Lynda V. Mapes specializes in coverage of the environment and Indigenous cultures and governments. Over the course of her 27-year career as a reporter at The Seattle Times she earned numerous awards, including twice winning the Kavli Gold Award for Science Journalism from the American Association for the Advancement of Science in 2012 and 2019. She and a team of journalists at the Seattle Times were finalists for the 2025 Pulitzer Prize for local reporting. She has written seven books, including most recently The Trees are Speaking: Dispatches from the Salmon Forests from the University of Washington Press. She is the winner of the 2021 National Outdoor Book Award and a 2021 Washington State Book Award. 


Isabel Cañas is a Mexican-American speculative fiction writer. After having lived in Mexico, Scotland, Egypt, Turkey, and New York City, among other places, she has settled in the Pacific Northwest. She holds a doctorate in Near Eastern Languages and Civilizations and writes fiction inspired by her research and her heritage.


Jessica Hernandez

Growing Papaya Trees

Dr. Jessica Hernandez is a globally recognized Indigenous scientist, climate justice leader, and best-selling author whose groundbreaking work is redefining environmentalism through an Indigenous lens. Rooted in the Pacific Northwest, she bridges Indigenous science, traditional ecological knowledge, and Western frameworks to address the most urgent environmental crises of our time. She is the founder of Earth Daughters, a transnational Indigenous-led nonprofit that mobilizes rapid climate crisis response, cultivates grassroots leadership, and uplifts the voices and resilience of Indigenous women and youth across the Americas.


Matt Dinniman

Dungeon Crawler Carl

Matt Dinniman is the New York Times Bestselling author of multiple books, including the Dungeon Crawler Carl series. He lives in Gig Harbor, WA.


Moira Macdonald

Storybook Ending

Moira Macdonald is the longtime arts critic for The Seattle Times, where she has written about movies, books, dance, television and fashion since 2001. Her debut novel, Storybook Ending, is being published worldwide, translated into 18 languages.

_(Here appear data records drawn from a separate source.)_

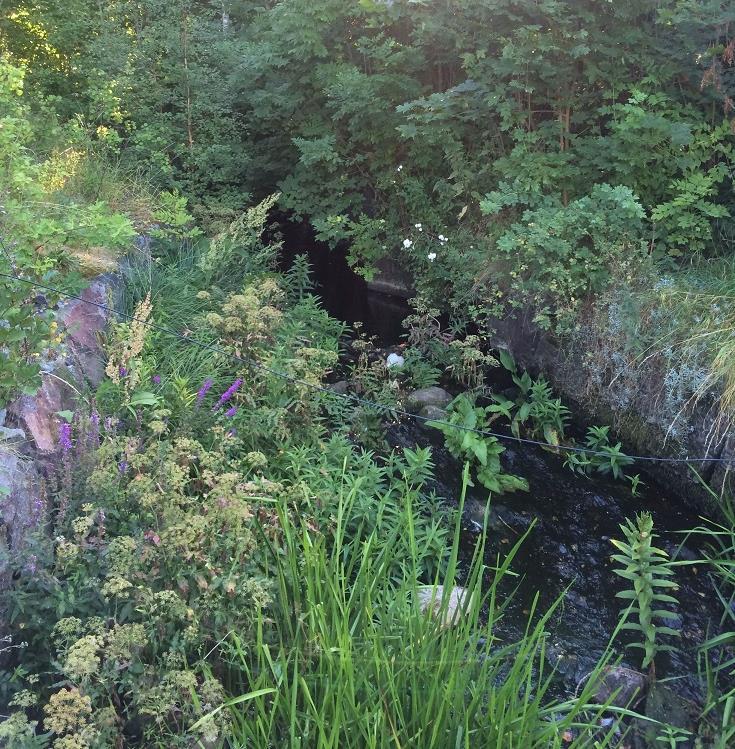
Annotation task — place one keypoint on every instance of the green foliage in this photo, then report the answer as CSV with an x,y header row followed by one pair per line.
x,y
648,570
40,233
535,407
603,457
480,451
357,661
544,417
560,253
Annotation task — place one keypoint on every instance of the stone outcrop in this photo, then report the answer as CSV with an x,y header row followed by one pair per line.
x,y
29,428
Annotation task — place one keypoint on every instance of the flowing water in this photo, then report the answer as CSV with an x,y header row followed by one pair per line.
x,y
570,522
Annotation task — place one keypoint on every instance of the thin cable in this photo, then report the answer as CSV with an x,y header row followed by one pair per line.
x,y
348,396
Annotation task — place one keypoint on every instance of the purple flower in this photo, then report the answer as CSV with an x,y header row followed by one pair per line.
x,y
65,436
203,390
31,565
228,394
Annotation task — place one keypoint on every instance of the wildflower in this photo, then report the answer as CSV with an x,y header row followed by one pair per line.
x,y
67,711
65,436
203,390
228,394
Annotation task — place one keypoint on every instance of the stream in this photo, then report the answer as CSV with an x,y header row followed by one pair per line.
x,y
571,518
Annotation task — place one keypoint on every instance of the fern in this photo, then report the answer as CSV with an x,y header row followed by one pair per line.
x,y
648,570
478,449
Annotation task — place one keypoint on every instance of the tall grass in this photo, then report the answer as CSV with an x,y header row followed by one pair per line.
x,y
717,661
694,318
356,663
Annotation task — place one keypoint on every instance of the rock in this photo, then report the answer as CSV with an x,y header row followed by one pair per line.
x,y
433,412
37,414
630,686
21,505
340,388
432,396
84,322
394,360
431,599
668,708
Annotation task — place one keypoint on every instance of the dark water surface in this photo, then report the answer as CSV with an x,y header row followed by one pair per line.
x,y
571,520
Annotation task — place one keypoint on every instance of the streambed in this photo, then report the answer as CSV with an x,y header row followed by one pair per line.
x,y
570,521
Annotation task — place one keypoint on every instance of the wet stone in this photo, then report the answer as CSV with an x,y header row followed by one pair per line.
x,y
432,396
629,685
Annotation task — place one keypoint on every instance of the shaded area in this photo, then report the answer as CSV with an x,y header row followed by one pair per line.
x,y
571,520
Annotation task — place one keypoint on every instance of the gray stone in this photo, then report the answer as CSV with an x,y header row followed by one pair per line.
x,y
630,686
20,505
455,601
668,708
11,436
433,412
432,396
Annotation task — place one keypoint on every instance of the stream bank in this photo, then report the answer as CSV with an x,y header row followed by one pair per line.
x,y
570,522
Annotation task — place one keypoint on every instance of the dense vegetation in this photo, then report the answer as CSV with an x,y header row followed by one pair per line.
x,y
230,558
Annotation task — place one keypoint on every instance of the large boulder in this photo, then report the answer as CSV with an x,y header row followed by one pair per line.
x,y
432,396
446,605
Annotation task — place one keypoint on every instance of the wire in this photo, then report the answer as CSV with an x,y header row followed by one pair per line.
x,y
348,396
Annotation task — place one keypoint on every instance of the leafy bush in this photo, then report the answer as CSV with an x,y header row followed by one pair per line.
x,y
649,572
560,253
480,451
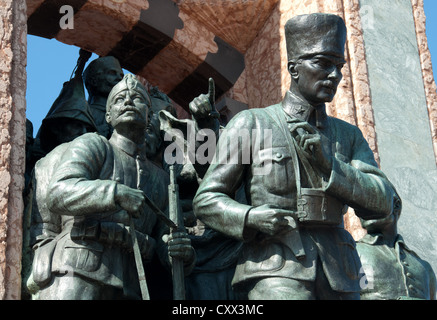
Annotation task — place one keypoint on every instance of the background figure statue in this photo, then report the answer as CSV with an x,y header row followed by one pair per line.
x,y
95,188
68,118
393,271
216,253
300,168
99,77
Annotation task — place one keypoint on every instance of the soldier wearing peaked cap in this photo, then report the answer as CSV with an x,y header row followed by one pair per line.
x,y
299,186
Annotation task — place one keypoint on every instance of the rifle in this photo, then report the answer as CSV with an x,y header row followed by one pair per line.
x,y
175,213
177,264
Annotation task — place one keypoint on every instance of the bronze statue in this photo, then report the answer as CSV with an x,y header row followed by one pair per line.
x,y
215,252
99,190
300,169
99,77
393,271
69,116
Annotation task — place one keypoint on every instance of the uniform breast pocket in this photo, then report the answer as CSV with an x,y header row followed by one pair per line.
x,y
83,256
276,169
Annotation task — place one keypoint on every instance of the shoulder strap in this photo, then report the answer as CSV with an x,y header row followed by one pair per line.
x,y
297,153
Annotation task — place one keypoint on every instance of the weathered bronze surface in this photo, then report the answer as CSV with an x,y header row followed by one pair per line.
x,y
297,185
87,192
393,271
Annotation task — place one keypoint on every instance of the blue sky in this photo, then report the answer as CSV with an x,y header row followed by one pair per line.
x,y
50,63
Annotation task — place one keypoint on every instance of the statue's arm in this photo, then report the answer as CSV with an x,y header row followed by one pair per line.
x,y
360,183
75,188
214,202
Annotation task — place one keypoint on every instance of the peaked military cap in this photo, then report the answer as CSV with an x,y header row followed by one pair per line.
x,y
317,33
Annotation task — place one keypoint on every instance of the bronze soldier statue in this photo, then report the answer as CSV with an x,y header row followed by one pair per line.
x,y
298,180
393,271
95,187
99,77
216,253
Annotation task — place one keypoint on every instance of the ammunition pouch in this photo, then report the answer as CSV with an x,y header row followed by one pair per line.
x,y
314,206
112,234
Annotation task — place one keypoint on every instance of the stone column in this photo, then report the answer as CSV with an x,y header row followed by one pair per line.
x,y
402,104
13,56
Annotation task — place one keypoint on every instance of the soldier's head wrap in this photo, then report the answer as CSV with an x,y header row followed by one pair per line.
x,y
317,33
129,82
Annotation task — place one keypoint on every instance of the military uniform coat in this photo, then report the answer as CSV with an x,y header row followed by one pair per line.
x,y
93,242
355,180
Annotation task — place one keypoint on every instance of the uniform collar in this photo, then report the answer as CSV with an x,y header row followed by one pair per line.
x,y
128,146
297,108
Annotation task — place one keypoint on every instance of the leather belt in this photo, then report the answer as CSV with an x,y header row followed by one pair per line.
x,y
314,206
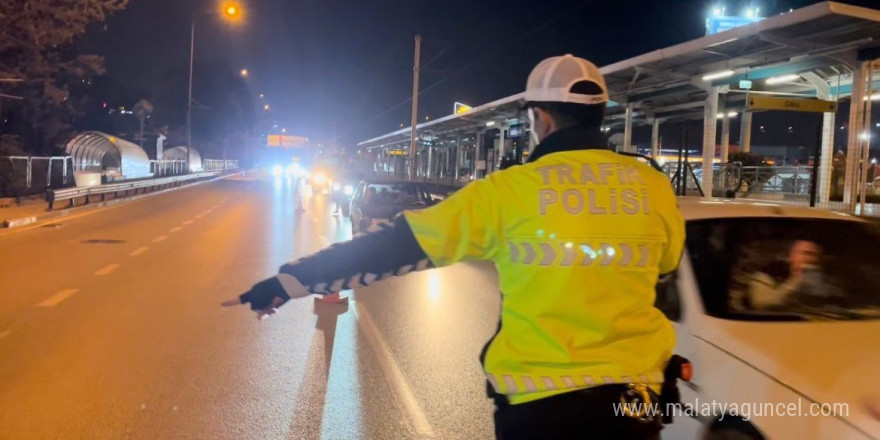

She lived in Bellevue as a child and has very fond memories of the Lake Hills and Bellevue libraries.


Kevin O'Brien

Everyone a Stranger

Before his thrillers landed him on the USA Today and New York Times Bestseller lists, Kevin O’Brien was a railroad inspector.  The author of 24 internationally-published thrillers, he won the Spotted Owl Award for Best Pacific Northwest Mystery. His work has been translated into over a dozen languages. Press & Guide said: “If Alfred Hitchcock were alive today and writing novels, his name would be Kevin O’Brien.” Kevin’s latest nail-biter, EVERYONE A STRANGER, will be in bookstores on September 30, 2025. Kevin lives in Seattle, where he is hard at work on his next thriller.


Natalie Hammerquist is a Seattle-born herbalist, forager, and author of Medicinal Plants of the Pacific Northwest and Edible Plants of the Pacific Northwest. Trained at The Evergreen State College and by renowned herbalists including Cascade Anderson Geller, she has taught more than a thousand students through the Adiantum School of Plant Medicine, which she founded in 2016. Natalie is known for her engaging, practical teaching style and shares her work through classes, YouTube, and Patreon. Natalie invites readers and learners to slow down, pay attention, and rediscover their deep, embodied connection to nature. She lives in Roslyn, WA, inspired by the landscapes she hikes, forages, and photographs.


Sonora Jha

Intemperance

Sonora Jha is the award-winning author of the novels The Laughter and Foreign as well as the mem­oir How to Raise a Feminist Son. Her work has been featured in The New York Times and literary anthologies, on the BBC, and elsewhere. Formerly a journalist in India and Singapore, she is now a Loyola Endowed Professor at Seattle University and lives in Seattle.